The Downtown Evansville Multiple Resource Area was listed on the National Register of Historic Places in 1982. Selected text, below, was transcribed from a copy of the original nomination document. 
With relative completeness, the historic resources of Downtown Evansville depict the entire history of the city from its earliest settlement to the contemporary era. The passage of the Downtown from crude river settlement to civic locale fairly represents the phenomenon of urbanism common to 19th-century America. The various actors involved in Evansville's physical and cultural character-trade, immigration, industry and natural resources are all sharply illustrated by the resources extant in the Downtown today.
The founding of Evansville and its first growth was inexorably linked to the trans-montane migration of the post-Revolutionary War era. The region of Southwestern Indiana in the immediate vicinity of Evansville was sparsely settled before 1800. A vigorous pre-historic conurbation may have existed in the 15th Century or earlier, according to recent archaeological evidence, but there seemed to be little pre-and post-European interface in the Evansville area. The Scots-Irish pioneers who settled the site which became Downtown Evansville arrived in about 1814, and quickly joined other western communities in acquiring the trappings of civilization.
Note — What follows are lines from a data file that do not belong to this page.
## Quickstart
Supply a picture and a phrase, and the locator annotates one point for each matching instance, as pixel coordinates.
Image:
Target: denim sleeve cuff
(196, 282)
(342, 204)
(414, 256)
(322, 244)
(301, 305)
The 1814 Plan of Evansville — re-platted in 1817 — called for easily developed blocks laid out on a regularized grid system of commodious streets oriented to the widely bending Ohio River.
The village of Evansville languished for several decades following its establishment. In spite of growing river trade-spurred by the arrival of the steamboat on Ohio waters in 1811 — Evansville remained a very small village until close to mid-century. The construction and completion of the Wabash-Erie Canal in 1853 with Evansville as its southern terminus gave the local economy a boost and provided the town's first major link with lands to the north. Although the canal never lived up to anyone's expectations, railroads connecting Evansville with cities to the north soon followed. Traffic on the Ohio River continued to flourish, and inroads were made into the Green and Wabash river systems to the south and north.
Coincidental with the completion of the first major trade network was the arrival of the city's first major wave of immigration. These German Forty-Eighters formed an industrious cohort which left its mark on Evansville in the form of several institutions and buildings which survive today. In ensuing waves came black immigrants after the end of the Civil War and a second cohort of Germans in the late 1880s.
Aside from an enviable site and strategic situation with respect to other cities, Evansville boasted plentiful natural resources and an aggressive industrial element which exploited them. The Evansville region was rich in various minerals – particularly coal – and records of an industry designed to extract and process them go back far into the city's history. In addition, hardwood timber resources were plentiful close-by Evansville in the period of its industrial expansion, and several extant historic resources can be traced to some aspect of this industry.